RMFF 2016

EL CUARTO PROHIBIDO

Texto por Carlos Enrique Díaz

Es en verdad apasionante ver en gran pantalla alguna obra de Guy Maddin pues presiento que su particular quimera puede llegar a ser inabarcable para cualquier óptica humana en ese sinfín de retazos y capas habilmente manipuladas a su exclusiva sepia sin cesar. Detallista generoso,  el autor de My Winnipeg articula en The Forbidden Room, un concierto de gestos y rastros expresivos que revelan lo instintivo ante algún miedo acechante, instalado en el inconsciente del ser, renunciando al estatismo del pesar y escarbando de modo reversible a los confines de la mente. Esta indagación en los sueños y la memoria descifra la posición esclarecedora del realizador con respecto a las añoranzas que se remitirán en todo caso a personas que niegan ser quién son, sabiendo o no si lo son, como también a individuos expuestos siempre al robo, al rapto y otro peligro, confiriendo múltiples citas en especial Keatsde premisa anunciante.

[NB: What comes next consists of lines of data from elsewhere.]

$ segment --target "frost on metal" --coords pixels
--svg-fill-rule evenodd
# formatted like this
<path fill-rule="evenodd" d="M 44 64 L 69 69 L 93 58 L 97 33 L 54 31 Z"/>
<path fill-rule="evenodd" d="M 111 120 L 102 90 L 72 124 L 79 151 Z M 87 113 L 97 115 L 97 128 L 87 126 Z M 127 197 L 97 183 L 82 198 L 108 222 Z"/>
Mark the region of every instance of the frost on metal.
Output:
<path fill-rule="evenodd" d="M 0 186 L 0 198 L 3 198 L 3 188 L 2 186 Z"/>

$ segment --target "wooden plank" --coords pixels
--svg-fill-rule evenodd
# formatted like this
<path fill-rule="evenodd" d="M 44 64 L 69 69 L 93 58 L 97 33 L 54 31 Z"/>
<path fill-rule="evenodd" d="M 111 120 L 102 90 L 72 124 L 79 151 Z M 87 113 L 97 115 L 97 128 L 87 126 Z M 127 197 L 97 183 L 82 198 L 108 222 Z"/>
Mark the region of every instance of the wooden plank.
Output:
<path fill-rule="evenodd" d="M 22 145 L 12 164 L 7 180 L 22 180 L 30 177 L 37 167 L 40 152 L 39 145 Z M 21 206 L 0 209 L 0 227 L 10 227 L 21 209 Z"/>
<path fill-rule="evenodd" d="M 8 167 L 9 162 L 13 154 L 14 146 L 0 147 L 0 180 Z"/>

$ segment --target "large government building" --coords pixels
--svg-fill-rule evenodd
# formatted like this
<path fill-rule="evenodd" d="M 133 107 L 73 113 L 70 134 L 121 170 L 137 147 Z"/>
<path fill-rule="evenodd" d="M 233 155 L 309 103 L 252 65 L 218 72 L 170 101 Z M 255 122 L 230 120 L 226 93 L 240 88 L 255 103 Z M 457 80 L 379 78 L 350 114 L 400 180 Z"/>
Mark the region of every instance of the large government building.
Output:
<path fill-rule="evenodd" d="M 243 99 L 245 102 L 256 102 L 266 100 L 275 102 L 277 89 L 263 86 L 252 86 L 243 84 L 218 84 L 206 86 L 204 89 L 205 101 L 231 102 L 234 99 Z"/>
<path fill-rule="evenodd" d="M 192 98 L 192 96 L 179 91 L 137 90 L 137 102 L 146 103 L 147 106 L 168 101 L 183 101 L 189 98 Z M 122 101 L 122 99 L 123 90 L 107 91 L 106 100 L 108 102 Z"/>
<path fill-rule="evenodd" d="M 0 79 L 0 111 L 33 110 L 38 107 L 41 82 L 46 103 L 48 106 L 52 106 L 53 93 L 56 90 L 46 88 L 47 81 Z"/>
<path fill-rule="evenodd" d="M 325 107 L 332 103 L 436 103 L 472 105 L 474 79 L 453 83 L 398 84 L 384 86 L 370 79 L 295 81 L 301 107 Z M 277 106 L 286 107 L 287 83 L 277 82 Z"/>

Re estilizada, lo explícito yuxtapone la psicología de los personajes a la hora de remembrar los traumas ya sea en primera persona o grupal (incluso el actor puede llegar a caracterizar uno y varios perfiles o interpretar el mismo en diversas aventuras) en una escalada churrigueresca de efectos, ciertamente rumbo a lo desatado. Volcanes, baños, vehículos, incluso un submarino cuya principal abertura podría constatar una introspección más elevada donde lo simbólico toma preponderancia sin perder interés ni entretenimiento pues jamás abandona la graduación lúdica de la obra. Imprescindible su ambiental música, evocadora coherente de hauntología radical intercalada con la mudez oportuna a este documento de exploración hacia lo pretérito, repasando patologías, culpas y complejos que el espectador identificará, dado el contexto. Aun si los protagonistas doblan papeles, es largo el reparto de participantes: reconocidos nombres entre otros como Geraldine Chaplin,Mathieu Amalric y Louis Negin, este último acostumbrado a laborar con Maddin que en esta ocasión, codirige el film con su alumno Evan Johnson, se amoldan disciplinadamente al mundo surrealista del canadiense. Ahora, personalmente el reparo que tengo con TFR es su excesivo aviso al desarrollo de su acción, quitándole cierta contigüidad y claro, sorpresa a sus enmarañadas historias cuyos cierres quedan con algo de desfuerzo… ¡Qué más da! Visionar una película de Maddin y dejarse seducir por su imaginativo resulta de por sí captar toda una experiencia alucinante.